Per cosa vorrebbe essere ricordato?

«Per la nostra storia, tutta. So di essere stato fortunato: ho viaggiato, conosciuto e frequentato persone interessanti. Non rimpiango niente».

In una recente intervista, un famoso regista giunto a un’età avanzata spiega come stia telefonando alle persone con cui ha avuto dei contrasti per riconciliarsi. Capita anche a lei?

«No, io non litigo mai: mi sottraggo e saluto cordialmente di solito. Ma per una ragione molto semplice: perché il conflitto è una grossa perdita di tempo. E io non ho mai avuto molto tempo, che poi è la cosa più preziosa che abbiamo. Dunque sottrarsi al conflitto è un grande risparmio. Qualcuno la chiama parsimonia, qualcun altro egoismo».

Cosa pensa degli Stati Uniti di Trump?

«Ero preparato perché riducesse le guerre e invece mi pare che neanche lui abbia la ricetta giusta. Siamo in attesa che tiri fuori le carte migliori che ha».

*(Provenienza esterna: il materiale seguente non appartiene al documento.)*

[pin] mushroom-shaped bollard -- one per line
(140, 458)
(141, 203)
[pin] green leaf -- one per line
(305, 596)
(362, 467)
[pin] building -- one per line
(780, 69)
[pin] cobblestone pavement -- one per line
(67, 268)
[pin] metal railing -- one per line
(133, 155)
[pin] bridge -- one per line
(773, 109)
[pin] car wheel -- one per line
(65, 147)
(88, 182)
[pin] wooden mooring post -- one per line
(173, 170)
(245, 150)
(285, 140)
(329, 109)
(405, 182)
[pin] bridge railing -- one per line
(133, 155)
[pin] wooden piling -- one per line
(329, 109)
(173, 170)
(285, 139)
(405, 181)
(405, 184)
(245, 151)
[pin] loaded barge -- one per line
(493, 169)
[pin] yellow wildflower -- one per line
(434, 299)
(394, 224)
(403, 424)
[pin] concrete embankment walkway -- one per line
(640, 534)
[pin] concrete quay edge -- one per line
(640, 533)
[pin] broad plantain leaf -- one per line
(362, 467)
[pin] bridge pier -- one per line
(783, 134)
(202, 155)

Si aspettava tutte queste guerre?

«No, certo. Ma credo che tra le motivazioni vi siano anche quella di svuotare i magazzini di armi che rischiavano di diventare vecchie. Le armi sono come i vestiti: se non li usi non vanno più di moda e quindi credo, per quanto cinico possa sembrare, che vi siano anche ragioni di questo genere».

Cosa è la fantasia?

«Non avere pregiudizi e coltivare la curiosità. A Villa Minelli c’erano le stalle e sopra le abitazioni, di fronte i saloni delle feste. L’abbiamo immaginata diversa e adattata alle nostre esigenze. Chiaro che un centro direzionale con queste caratteristiche è meno funzionale di un open space a due piani: però l’umanità che si gode dagli affreschi e dalle finestre, lo sguardo sulla vigna, il sentirsi a casa non ha prezzo. Qui c’è molta più personalità. E poi saper rischiare, a ragion veduta. Perché l’arbitro è il consumatore e tu non puoi dire: strano che non vada il giallo, è una tua responsabilità indovinare i gusti del pubblico e offrirgli ciò che desidera».

Un viaggio che rifarebbe?

«L’anno scorso sono stato nella zona più spirituale del Giappone, a visitare il santuario shintoista di Ise, che viene ricostruito ogni vent’anni. È un paese affascinante, penso ci tornerò».

Cosa farà il giorno del suo compleanno?

«Sarò qui, come sempre quando non sono in viaggio».